Client sends a player information message:
- console order "name PLAYER\n" (where PLAYER is the player name)
- console order "color 0 0\n" (shirt and pants colors)
- console order "spawn " to indicate the client is ready to play.
Server sends a big message:
- For each possible player in the game (including those not connected):
a set of orders UPDATE NAME, UPDATE FRAGS, UPDATE COLORS
- For each of the 64 light style:
a SET LIGHT STYLE message.
- an UPDATE STATE message for total and found monsters and secrets
- a SET ANGLE order, to orient the player's view
- a CLIENT DATA order, fix the status bar display
- an order to move to Start 3d Rendering state.

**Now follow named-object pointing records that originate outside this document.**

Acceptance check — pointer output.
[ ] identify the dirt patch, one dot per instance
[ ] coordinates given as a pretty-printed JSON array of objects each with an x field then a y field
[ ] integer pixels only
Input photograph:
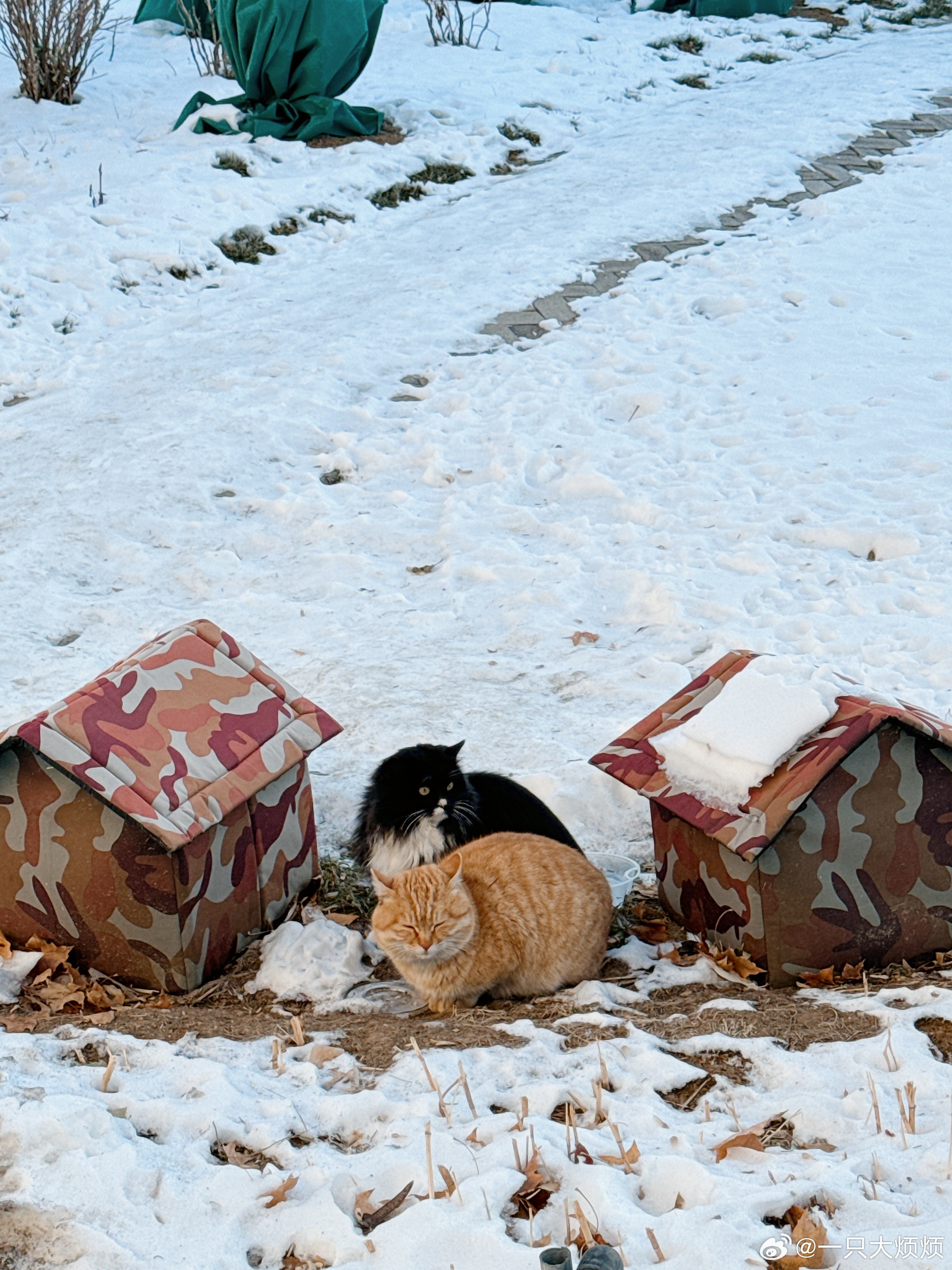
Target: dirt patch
[
  {"x": 390, "y": 135},
  {"x": 676, "y": 1015},
  {"x": 940, "y": 1033},
  {"x": 815, "y": 15},
  {"x": 442, "y": 173},
  {"x": 245, "y": 246},
  {"x": 397, "y": 195}
]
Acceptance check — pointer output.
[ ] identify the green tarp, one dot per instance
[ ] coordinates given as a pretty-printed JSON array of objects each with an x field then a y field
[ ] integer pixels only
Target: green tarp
[
  {"x": 292, "y": 60},
  {"x": 726, "y": 8}
]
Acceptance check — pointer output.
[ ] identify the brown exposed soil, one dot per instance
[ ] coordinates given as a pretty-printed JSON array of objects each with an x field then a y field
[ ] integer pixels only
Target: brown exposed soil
[
  {"x": 940, "y": 1033},
  {"x": 817, "y": 15},
  {"x": 390, "y": 135}
]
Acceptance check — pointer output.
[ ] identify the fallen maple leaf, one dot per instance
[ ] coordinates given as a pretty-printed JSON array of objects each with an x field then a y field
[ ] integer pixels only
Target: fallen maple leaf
[
  {"x": 12, "y": 1023},
  {"x": 281, "y": 1193},
  {"x": 809, "y": 1239},
  {"x": 653, "y": 931},
  {"x": 823, "y": 979},
  {"x": 630, "y": 1156},
  {"x": 730, "y": 964},
  {"x": 292, "y": 1262},
  {"x": 322, "y": 1054},
  {"x": 740, "y": 1139},
  {"x": 370, "y": 1218},
  {"x": 102, "y": 996},
  {"x": 54, "y": 954}
]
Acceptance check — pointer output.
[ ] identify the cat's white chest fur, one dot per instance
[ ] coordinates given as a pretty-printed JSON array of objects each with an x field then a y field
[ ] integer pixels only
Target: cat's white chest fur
[{"x": 424, "y": 845}]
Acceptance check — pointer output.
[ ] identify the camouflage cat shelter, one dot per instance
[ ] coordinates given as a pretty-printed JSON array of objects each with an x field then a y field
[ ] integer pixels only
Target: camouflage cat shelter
[
  {"x": 843, "y": 854},
  {"x": 162, "y": 813}
]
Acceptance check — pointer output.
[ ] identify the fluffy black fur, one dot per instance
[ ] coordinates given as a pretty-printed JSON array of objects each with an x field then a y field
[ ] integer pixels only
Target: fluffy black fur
[{"x": 419, "y": 806}]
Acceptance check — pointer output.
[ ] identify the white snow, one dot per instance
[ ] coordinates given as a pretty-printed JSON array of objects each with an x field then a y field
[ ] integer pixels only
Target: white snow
[
  {"x": 126, "y": 1178},
  {"x": 743, "y": 448},
  {"x": 13, "y": 971},
  {"x": 755, "y": 722},
  {"x": 319, "y": 962}
]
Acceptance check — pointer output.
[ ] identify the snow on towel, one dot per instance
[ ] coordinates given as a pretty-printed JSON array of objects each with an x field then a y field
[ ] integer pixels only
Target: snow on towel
[{"x": 740, "y": 737}]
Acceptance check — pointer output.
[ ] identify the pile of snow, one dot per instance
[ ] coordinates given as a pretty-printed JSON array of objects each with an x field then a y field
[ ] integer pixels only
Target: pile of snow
[
  {"x": 319, "y": 962},
  {"x": 751, "y": 727},
  {"x": 162, "y": 1198},
  {"x": 15, "y": 969}
]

- a last update NAMe, FRAGS, and COLORS, for the client.
Client sends a console message "begin".
After I send the 'begin' packet, the connection is accepted (in full) by the server and I start receiving the expected server packets. The server displays the connection being accepted as well. However, at around the 30 second mark, the server drops the connection with a 'no reply from playername'. My bot sends an acknowledgement packet for every reliable (0x01 and 0x09) packet. It seems to be sending this information correctly. Unreliable packets (0x10 are not acknowledged. Apparently the server is not getting a packet that it is expecting - I know that there is a net_messagetimeout on the server, so I've tried sending game keepalive packets at various intervals to no avail.

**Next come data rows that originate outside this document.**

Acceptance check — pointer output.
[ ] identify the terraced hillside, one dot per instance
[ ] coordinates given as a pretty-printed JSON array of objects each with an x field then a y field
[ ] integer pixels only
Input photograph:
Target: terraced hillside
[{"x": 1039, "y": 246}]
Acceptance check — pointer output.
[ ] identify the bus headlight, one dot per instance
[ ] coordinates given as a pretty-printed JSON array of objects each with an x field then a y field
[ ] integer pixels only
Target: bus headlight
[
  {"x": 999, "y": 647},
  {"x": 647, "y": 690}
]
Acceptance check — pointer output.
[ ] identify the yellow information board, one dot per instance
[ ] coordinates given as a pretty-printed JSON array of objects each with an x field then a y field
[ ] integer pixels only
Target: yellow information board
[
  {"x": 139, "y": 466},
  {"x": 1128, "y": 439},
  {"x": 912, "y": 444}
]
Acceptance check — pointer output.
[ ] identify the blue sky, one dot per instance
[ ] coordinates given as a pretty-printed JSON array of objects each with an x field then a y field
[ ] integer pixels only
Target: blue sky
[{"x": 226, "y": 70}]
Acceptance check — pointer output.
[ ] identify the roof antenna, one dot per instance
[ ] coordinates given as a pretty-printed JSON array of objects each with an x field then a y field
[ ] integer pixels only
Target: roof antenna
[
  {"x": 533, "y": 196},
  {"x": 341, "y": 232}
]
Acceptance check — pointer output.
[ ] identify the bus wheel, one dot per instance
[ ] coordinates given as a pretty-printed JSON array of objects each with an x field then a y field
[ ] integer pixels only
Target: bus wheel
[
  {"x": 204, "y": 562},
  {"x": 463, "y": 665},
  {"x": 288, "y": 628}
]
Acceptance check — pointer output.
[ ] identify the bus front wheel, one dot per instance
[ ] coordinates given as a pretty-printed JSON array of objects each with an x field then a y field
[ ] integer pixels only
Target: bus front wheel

When I examine the wireshark captures, the real quake client starts sending a flood of unreliable (0x10) packets with the client movement orders (0x03) regardless of whether movement is actually made or not.
My question is this:
What kind of packets is the server requiring of the client and how often should they be sent? Do I need to duplicate these unreliable client movement orders (even if I do not want the bot to actually move)? That is to say, send the server client movement orders with the exact same coordinates over and over for the server to keep my connection alive? If that's not the case, what am I missing?
Secondary: Can someone point me to some documentation on the character mappings in quake so that I can better parse the server messages. At this point, my bot can parse the message 'header' to determine what kind of packet is being received, but it cannot read the entirety of the message itself. For example, I can distinguish between all the main packet types but not read the rest of the message.
Let me know what you guys think. Thanks!